На берегах Невы. На берегах Сены. На берегах Леты (Одоевцева) - страница 503

Но я не согласна. Я протестую:

– Нет, совсем не надо быть равным писателю, чтобы правильно описать его. Это особая способность, иногда отсутствующая даже у гениальных писателей и встречающаяся хотя бы у Зинаиды Гиппиус в ее «Живых лицах». А ведь проза Гиппиус не очень хороша. Она – поэт, она – критик. Но прозаик слабый. Исключение – «Живые лица».

Я напрасно упомянула о Зинаиде Николаевне. Бунин, успев высказать все, что хотел о биографиях, больше о них слышать не хочет. Я всячески стараюсь вернуть его к прежней теме. Но он начинает изображать, как Зинаида Николаевна однажды в его обществе покупала ленточку и бантики в Ницце, в «Галери лафайет». Он передразнивает ее забавно и правдиво, капризно тянет французские слова и подносит грациозным жестом воображаемую лорнетку к прищуренным глазам.

– В эти минуты у нее, – говорит он, – как у стрекозы, две пары глаз – она, несмотря на свою подслеповатость, все видела и впивалась взглядом в ленточки – в те, что лежат перед ней, и в те, что сбоку, и в те, что сзади, на другом прилавке. Кто не покупал ленточек и бантиков с Зинаидой Николаевной – не поймет ее. Это поучительное зрелище. Жаль, что вам так и не пришлось сопровождать ее в охоте за бантиками, земля ей пухом!

Я смеюсь, и он тоже начинает смеяться.

– Разве я уж так смешно ее изображаю?

Да, так смешно, что сейчас, через много лет, я, вспоминая о том, как Бунин изображал Зинаиду Гиппиус, покупающую бантики, смеюсь. Через двадцать два года смеюсь. Но тогда, двадцать два года тому назад, в тот февральский средиземноморский день, я все же спросила:

– А мне, Иван Алексеевич, если мне когда-нибудь очень захочется, можно будет написать о вас?

Он внимательно оглядывает меня с головы до ног, будто видит меня впервые.

– Да ведь вы же только стихи и романы пишете?

– Я на всякий случай осведомляюсь. Мало ли что бывает, вдруг захочу… Не сейчас. А потом, на старости лет…
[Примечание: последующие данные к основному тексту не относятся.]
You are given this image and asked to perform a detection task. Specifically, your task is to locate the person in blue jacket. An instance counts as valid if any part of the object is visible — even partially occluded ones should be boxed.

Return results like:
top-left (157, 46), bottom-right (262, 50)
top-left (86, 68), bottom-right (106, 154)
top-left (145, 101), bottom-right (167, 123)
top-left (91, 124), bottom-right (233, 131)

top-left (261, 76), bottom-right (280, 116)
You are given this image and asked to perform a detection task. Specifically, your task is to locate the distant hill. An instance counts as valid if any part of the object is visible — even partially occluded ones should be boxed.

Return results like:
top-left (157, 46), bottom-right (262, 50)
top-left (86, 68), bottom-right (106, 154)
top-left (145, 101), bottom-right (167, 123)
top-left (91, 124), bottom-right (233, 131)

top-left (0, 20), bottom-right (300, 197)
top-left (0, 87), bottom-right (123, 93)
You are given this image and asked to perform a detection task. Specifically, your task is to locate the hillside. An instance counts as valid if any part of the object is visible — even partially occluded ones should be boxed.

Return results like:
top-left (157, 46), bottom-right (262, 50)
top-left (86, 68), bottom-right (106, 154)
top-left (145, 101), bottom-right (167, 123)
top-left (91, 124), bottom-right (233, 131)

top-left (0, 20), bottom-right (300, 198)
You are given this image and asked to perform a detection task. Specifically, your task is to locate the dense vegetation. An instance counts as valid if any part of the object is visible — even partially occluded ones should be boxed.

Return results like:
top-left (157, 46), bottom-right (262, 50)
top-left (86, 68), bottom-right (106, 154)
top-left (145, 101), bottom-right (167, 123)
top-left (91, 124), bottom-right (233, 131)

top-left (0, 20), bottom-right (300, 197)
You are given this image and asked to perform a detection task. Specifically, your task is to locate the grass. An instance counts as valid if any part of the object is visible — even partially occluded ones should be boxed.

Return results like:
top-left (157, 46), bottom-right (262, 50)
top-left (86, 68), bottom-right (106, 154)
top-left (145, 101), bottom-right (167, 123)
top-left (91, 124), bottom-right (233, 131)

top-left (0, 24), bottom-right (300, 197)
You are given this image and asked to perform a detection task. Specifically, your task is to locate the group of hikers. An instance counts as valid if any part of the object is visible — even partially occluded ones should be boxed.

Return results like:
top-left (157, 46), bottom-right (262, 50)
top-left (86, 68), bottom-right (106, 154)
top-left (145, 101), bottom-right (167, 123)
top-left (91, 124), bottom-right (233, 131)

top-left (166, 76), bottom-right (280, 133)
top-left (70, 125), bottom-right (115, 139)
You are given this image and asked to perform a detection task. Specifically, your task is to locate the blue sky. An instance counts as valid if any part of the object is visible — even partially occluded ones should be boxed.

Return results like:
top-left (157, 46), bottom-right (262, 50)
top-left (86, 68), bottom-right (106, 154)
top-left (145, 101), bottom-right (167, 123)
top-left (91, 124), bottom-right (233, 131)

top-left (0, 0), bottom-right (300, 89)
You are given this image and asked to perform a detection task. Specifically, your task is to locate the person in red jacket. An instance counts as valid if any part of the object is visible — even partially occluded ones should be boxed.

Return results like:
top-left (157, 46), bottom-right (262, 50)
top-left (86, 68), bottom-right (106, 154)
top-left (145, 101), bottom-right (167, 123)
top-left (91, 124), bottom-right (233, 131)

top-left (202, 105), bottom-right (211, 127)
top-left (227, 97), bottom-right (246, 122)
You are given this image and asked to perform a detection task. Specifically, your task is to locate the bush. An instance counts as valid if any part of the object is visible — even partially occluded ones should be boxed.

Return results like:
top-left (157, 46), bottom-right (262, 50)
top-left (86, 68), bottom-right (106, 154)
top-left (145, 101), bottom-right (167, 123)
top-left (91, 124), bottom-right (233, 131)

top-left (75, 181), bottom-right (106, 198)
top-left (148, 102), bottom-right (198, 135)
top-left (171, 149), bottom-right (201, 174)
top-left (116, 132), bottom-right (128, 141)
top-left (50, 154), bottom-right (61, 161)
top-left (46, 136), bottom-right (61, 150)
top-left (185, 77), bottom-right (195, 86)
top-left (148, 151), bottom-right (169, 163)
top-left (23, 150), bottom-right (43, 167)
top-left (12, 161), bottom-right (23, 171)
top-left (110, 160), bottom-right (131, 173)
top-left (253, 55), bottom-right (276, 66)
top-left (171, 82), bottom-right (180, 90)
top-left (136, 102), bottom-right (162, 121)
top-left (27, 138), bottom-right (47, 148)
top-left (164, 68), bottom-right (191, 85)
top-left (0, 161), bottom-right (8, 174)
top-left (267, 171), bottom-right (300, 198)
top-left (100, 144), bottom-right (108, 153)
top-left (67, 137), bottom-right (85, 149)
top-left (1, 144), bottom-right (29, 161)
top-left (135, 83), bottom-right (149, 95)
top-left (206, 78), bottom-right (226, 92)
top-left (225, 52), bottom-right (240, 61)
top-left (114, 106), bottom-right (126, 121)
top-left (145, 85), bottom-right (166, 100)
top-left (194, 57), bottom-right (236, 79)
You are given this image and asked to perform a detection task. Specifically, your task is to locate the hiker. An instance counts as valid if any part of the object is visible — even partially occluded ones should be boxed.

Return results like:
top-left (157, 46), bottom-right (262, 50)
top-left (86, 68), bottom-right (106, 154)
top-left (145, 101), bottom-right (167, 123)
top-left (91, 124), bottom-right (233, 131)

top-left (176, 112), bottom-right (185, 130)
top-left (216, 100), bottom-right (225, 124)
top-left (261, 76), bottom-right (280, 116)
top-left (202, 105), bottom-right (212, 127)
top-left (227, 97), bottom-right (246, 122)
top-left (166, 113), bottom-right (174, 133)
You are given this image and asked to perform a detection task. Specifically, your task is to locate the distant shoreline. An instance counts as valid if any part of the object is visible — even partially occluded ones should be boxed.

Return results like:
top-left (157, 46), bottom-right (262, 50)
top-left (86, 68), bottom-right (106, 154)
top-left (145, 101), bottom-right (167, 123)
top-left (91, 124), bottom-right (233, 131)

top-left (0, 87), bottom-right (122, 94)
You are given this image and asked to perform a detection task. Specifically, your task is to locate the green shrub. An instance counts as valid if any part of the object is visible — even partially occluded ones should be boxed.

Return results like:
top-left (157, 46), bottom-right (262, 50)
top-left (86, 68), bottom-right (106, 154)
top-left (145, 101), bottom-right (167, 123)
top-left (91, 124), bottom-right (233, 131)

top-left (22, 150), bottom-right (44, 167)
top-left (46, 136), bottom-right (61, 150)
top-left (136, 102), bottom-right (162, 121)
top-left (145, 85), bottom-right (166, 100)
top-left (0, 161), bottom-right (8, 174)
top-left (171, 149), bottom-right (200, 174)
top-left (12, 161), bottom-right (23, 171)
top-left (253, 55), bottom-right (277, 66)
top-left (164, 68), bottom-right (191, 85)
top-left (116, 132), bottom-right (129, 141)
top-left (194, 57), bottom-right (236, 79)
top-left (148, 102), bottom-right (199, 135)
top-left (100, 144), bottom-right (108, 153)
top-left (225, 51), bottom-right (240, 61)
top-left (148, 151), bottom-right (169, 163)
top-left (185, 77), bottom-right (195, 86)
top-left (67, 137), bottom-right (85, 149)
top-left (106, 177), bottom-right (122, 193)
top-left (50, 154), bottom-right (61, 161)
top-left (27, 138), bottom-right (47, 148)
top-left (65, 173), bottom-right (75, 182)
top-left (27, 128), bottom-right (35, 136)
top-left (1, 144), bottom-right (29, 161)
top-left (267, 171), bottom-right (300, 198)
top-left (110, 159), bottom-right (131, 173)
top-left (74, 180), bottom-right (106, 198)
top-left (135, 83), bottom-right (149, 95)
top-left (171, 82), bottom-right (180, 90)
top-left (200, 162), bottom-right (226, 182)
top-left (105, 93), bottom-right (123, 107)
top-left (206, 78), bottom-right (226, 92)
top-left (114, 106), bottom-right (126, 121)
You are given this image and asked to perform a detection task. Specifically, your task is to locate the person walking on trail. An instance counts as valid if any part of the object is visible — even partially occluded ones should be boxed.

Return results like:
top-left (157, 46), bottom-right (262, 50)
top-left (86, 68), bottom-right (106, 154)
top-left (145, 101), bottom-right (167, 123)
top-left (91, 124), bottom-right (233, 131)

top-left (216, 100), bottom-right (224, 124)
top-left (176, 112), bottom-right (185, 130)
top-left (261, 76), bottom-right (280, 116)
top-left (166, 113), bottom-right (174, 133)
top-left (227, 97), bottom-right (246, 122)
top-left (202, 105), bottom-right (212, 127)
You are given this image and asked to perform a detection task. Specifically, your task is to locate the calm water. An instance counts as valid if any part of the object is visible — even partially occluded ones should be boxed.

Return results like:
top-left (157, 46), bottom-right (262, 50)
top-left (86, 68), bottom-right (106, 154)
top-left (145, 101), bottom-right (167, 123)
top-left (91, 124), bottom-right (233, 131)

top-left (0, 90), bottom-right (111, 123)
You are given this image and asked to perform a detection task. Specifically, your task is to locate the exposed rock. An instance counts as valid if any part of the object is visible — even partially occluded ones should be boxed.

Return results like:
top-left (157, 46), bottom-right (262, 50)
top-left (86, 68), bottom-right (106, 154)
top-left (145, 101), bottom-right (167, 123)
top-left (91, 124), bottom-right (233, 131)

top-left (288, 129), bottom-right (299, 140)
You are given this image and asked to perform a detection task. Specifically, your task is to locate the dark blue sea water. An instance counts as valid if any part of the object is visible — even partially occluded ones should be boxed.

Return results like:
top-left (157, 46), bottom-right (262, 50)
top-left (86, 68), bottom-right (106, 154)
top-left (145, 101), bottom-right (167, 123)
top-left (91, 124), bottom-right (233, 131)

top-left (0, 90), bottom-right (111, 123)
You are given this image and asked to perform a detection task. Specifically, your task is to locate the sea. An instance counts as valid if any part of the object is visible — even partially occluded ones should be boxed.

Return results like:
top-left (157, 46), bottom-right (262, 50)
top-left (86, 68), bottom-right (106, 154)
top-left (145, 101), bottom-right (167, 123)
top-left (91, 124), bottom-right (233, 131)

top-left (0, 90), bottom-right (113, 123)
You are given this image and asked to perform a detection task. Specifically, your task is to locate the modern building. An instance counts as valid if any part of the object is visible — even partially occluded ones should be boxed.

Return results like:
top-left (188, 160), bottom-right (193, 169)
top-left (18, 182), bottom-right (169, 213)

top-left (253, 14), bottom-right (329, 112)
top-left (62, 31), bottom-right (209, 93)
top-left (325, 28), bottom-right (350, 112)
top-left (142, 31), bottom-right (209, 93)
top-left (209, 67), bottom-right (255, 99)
– После моей смерти? – Он задумывается. – Что вам ответить? Если я даже запрещу, вы, как, впрочем, и другие, не послушаетесь. Так уж лучше я вам разрешу. Тем более что я совсем не вижу вас в роли очкастой мемуаристки, записывающей в книжечку, ежеминутно вынимаемую из сумки, мелким почерком все, что видит и слышит. Мемуаристы ведь совсем особая порода, как и переводчики. Для них чужое ближе своего. А поэты – лирики. Они, что бы ни писали, всегда «обо мне и о себе». И вы ведь, как и я, прежде всего поэт. Впрочем, слушать вы действительно умеете. И это мне в вас нравится. Это хорошо.

Еще бы! Неужели бы Бунин проводил со мною столько времени, если бы я не умела его слушать? Ведь для него, как и для Белого когда-то, лучший собеседник – слушатель. «Активный слушатель», по определению Белого.